The function `apply()` is meant for arrays, which also means matrices and data frames, and perhaps some other formats as well. Because those pieces of data are multi-dimensional, you now have to specify which dimensions `apply()` should iterate over.
Let's draw a whole bunch of random numbers from the normal distribution, put them in a big matrix, and then see how well the standard deviations matches that of the default normal distribution (it should be close to 1). First we construct this matrix:
```{r}
nrows <- 10
ncols <- 50
normalnumbers <- matrix(rnorm(n=nrows*ncols),nrow=nrows,ncol=ncols)
```
The matrix `normalnumbers` now has a bunch of samples from the normal distribution and we can evaluate how normal these samples are:
```{r}
apply(normalnumbers,MARGIN=c(1),FUN=sd)
```
Can you apply this over columns? Write some code here to do this:
```{r}
apply( )
```
Can you think of another function to apply over columns or rows of floating point numbers? Try it out here:
```{r}
apply( )
```
You can also define your own functions to be used by apply.

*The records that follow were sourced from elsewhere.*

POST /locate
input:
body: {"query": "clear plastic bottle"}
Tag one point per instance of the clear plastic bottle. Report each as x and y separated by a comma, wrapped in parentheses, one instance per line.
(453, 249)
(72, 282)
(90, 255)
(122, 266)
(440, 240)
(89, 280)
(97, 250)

In this supposedly normal data, about half the averages should be above 0 (and the other half below). We can test this here, abusing the fact that FALSE and TRUE booleans can be used in math os 0 and 1.

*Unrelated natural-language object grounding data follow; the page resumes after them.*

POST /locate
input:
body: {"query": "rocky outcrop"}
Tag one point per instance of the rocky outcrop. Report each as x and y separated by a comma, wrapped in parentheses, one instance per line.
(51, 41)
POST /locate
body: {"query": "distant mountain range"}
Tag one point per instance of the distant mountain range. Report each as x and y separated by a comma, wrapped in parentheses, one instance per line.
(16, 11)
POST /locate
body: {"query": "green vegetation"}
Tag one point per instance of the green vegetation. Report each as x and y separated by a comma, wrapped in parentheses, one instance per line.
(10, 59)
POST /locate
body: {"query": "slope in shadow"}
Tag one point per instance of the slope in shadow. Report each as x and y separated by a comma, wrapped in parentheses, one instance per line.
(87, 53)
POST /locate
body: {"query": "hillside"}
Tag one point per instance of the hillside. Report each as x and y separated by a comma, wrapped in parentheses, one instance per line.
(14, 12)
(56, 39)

First we define a function that returns if the mean of some input vector is higher than 0 (TRUE) or not (FALSE):
```{r}
hasMeanAboveZero <- function(x) {
return(mean(x, na.rm=TRUE) > 0)
}
```
This will actually return FALSE if the mean is exactly zero:
```{r}
hasMeanAboveZero(c(0,1,2))
hasMeanAboveZero(c(-1,1))
```
Now we can apply this function over all the columns of our matrix with normal numbers:
```{r}
apply(normalnumbers,MARGIN=c(2),FUN=hasMeanAboveZero)
```
Since fifty percent should be TRUE (mean above zero), and boolean values can be used as 0 (FALSE) and 1 (TRUE), the average of this list of boolean values should be around .50:
```{r}
mean(apply(normalnumbers,MARGIN=c(2),FUN=hasMeanAboveZero))
```
You can rerun the chunk that created the matrix to see if you get different numbers.
> This concludes the tutorial on flow control. You should now be able to structure your code so that parts of it are used when appropriate. To do this, you are able to use if-else statements. You can also re-run bits of code several times using for- and while loops, and you can (l)apply functions to a set of elements of a list, vector, matrix or data frame.